FRANKFURT (Reuters) - The chief financial officer of German chemical firm Lanxess (LXSG.DE: Quote, Profile, Research, Stock Buzz) said on Wednesday he expects U.S. natural gas prices to range between $7 and $8 per million British thermal units in the first half of 2006.
Lanxess, a maker of synthetic rubber, chemicals and pigments, uses the fuel to make chemicals at its U.S.-based operations.
"The $7 to $8 mmBtu will be the price in the first and second quarter," Matthias Zachert said at the Reuters Chemicals Summit.
The forecast matched the range provided by analysts in a recent Reuters survey.
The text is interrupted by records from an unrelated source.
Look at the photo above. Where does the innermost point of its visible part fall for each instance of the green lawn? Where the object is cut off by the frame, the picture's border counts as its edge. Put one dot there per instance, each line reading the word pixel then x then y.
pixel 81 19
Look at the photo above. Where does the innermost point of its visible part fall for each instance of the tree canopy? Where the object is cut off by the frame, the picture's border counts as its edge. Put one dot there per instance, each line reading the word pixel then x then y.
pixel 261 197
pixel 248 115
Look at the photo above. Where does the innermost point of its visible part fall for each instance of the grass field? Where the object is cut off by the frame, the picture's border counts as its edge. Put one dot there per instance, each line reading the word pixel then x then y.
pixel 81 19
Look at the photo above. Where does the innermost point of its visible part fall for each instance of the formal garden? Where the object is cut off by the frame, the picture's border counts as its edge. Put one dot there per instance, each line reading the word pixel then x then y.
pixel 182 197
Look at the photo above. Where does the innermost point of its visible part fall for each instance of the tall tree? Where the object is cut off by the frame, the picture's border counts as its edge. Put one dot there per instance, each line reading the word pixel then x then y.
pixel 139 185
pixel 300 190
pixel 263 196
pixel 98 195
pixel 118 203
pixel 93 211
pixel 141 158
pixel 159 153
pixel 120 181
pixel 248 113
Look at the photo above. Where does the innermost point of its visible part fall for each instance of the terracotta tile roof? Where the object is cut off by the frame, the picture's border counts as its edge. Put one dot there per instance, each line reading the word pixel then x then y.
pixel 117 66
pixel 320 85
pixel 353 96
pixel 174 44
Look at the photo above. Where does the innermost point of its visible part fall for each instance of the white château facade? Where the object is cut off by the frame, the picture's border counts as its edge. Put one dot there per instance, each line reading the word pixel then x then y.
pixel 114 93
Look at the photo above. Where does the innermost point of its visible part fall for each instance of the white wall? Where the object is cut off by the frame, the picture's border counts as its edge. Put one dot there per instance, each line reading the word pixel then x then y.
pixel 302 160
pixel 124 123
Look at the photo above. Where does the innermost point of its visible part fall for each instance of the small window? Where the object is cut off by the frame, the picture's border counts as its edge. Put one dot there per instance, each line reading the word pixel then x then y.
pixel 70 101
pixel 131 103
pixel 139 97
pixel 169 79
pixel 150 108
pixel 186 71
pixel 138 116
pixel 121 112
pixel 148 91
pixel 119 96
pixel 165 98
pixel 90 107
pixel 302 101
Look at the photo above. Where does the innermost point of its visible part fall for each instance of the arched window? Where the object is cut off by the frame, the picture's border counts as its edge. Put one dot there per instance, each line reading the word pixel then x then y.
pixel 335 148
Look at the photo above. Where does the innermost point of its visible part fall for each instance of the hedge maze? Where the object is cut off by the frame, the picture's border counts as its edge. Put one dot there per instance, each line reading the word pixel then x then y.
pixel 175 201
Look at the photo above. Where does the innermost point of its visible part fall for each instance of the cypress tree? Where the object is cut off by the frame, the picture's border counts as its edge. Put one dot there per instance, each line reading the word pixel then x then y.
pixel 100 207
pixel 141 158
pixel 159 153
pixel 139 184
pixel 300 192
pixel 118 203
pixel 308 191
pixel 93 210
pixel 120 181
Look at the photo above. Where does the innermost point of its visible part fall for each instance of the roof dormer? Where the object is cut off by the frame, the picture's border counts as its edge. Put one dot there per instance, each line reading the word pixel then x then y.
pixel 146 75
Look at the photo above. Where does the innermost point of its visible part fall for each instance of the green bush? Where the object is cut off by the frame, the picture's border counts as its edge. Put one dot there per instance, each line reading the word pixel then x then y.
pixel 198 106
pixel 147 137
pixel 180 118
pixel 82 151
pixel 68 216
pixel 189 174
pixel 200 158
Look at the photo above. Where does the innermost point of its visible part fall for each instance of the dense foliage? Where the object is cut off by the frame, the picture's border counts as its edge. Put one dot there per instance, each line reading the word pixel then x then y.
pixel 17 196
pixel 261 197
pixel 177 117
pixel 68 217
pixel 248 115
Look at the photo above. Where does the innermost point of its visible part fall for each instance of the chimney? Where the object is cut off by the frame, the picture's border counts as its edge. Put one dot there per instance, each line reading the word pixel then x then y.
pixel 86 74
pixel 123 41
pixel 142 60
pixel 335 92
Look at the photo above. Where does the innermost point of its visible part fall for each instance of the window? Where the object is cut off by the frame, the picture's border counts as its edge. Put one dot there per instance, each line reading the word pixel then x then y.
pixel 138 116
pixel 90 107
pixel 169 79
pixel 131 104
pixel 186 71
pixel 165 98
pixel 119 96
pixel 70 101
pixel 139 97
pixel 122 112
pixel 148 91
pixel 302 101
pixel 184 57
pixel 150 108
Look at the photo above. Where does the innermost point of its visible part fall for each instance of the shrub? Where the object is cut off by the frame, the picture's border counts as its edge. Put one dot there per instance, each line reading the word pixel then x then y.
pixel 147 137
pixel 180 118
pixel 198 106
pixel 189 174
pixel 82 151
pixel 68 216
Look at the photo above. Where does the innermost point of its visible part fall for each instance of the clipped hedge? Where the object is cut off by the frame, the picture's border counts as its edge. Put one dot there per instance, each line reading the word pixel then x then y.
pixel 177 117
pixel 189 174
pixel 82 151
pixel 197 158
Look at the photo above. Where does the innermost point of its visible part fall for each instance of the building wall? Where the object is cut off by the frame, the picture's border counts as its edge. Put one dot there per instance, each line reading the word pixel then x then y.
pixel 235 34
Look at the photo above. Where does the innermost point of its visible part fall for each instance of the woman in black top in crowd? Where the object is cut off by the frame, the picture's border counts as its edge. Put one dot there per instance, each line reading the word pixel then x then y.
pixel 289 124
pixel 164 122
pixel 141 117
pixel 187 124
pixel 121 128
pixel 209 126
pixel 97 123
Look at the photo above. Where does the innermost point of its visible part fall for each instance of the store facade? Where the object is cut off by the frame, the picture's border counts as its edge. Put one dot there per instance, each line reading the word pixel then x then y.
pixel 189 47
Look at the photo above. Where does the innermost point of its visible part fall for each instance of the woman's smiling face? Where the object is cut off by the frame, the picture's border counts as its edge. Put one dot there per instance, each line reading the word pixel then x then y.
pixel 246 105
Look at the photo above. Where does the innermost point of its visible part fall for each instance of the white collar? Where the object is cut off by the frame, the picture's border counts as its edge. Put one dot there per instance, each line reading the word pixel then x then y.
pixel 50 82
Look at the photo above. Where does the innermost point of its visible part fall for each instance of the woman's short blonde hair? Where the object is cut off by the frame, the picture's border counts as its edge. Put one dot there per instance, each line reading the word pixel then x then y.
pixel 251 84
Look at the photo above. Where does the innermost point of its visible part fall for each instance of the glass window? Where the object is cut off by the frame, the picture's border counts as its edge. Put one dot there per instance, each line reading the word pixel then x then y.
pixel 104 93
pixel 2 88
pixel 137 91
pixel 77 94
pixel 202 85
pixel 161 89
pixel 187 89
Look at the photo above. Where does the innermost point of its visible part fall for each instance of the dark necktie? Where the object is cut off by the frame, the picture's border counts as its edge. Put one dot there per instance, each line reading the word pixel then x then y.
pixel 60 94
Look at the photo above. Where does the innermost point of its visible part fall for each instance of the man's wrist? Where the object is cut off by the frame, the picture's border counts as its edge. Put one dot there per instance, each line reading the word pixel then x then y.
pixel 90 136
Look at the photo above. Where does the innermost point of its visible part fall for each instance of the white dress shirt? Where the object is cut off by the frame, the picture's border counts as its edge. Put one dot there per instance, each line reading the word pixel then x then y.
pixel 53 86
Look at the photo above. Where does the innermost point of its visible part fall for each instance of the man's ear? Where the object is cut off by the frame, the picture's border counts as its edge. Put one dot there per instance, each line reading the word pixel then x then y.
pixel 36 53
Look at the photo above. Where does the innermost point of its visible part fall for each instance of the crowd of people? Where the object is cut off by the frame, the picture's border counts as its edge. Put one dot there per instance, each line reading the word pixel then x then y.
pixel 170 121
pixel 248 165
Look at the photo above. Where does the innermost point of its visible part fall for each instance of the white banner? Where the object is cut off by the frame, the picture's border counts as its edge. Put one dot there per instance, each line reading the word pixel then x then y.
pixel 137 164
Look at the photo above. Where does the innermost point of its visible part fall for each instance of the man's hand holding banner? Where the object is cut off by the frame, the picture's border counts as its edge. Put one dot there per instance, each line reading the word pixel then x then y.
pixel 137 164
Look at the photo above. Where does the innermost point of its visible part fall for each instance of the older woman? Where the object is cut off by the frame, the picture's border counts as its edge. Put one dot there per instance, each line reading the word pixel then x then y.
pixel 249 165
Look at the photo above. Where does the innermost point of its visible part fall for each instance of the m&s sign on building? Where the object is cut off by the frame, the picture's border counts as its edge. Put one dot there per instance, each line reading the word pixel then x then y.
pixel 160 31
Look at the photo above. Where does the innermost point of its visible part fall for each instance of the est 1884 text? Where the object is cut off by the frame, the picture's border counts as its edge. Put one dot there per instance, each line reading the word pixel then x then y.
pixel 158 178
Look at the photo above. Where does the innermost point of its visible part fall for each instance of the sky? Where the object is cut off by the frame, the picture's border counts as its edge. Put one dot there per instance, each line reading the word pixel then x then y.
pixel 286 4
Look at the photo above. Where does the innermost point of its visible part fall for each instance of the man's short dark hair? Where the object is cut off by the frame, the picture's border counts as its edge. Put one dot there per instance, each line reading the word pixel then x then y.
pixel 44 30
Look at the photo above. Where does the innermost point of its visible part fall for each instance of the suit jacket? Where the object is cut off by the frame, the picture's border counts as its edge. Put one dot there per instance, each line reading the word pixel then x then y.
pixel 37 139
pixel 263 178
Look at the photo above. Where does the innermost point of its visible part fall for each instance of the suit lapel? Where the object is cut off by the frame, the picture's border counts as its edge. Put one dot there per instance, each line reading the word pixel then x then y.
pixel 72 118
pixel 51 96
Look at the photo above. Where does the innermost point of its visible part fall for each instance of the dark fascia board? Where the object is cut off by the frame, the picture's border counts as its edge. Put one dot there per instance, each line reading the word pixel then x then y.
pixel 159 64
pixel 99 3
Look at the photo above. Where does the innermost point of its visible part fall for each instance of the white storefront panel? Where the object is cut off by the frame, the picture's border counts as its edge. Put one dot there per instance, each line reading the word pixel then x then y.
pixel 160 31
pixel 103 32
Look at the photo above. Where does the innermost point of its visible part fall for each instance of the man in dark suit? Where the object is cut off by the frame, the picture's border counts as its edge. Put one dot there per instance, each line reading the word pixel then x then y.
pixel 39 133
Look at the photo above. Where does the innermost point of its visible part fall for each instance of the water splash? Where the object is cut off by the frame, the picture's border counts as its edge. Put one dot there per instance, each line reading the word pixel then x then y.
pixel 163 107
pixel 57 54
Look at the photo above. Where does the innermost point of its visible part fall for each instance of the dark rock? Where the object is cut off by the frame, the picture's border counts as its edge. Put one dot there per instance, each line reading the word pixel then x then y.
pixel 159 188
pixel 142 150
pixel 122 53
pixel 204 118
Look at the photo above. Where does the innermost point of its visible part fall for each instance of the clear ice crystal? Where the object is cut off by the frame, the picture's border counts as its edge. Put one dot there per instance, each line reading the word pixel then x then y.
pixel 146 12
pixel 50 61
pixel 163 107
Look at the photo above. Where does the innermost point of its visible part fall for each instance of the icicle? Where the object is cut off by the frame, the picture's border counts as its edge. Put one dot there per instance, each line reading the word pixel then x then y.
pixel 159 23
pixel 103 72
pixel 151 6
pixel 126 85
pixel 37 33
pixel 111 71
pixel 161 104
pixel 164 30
Prices were slightly higher in 2005, averaging a record $8.81, more than four times the $2 average seen throughout the 1990s.
Looking ahead, Zachert said prices for natural gas, the primary raw material in most U.S.-made chemicals, would rise again in the second half of 2006.
"We will see higher prices in the third and fourth quarter," he said, adding that they would not reach peaks seen last year after Hurricanes Rita and Katrina tore through the Gulf of Mexico, cutting U.S. natural gas output by 550 billion cubic feet, or 3 percent.
Following the storms, natural gas prices hit an all-time high of more than $15 mmBtu in mid-December 2005.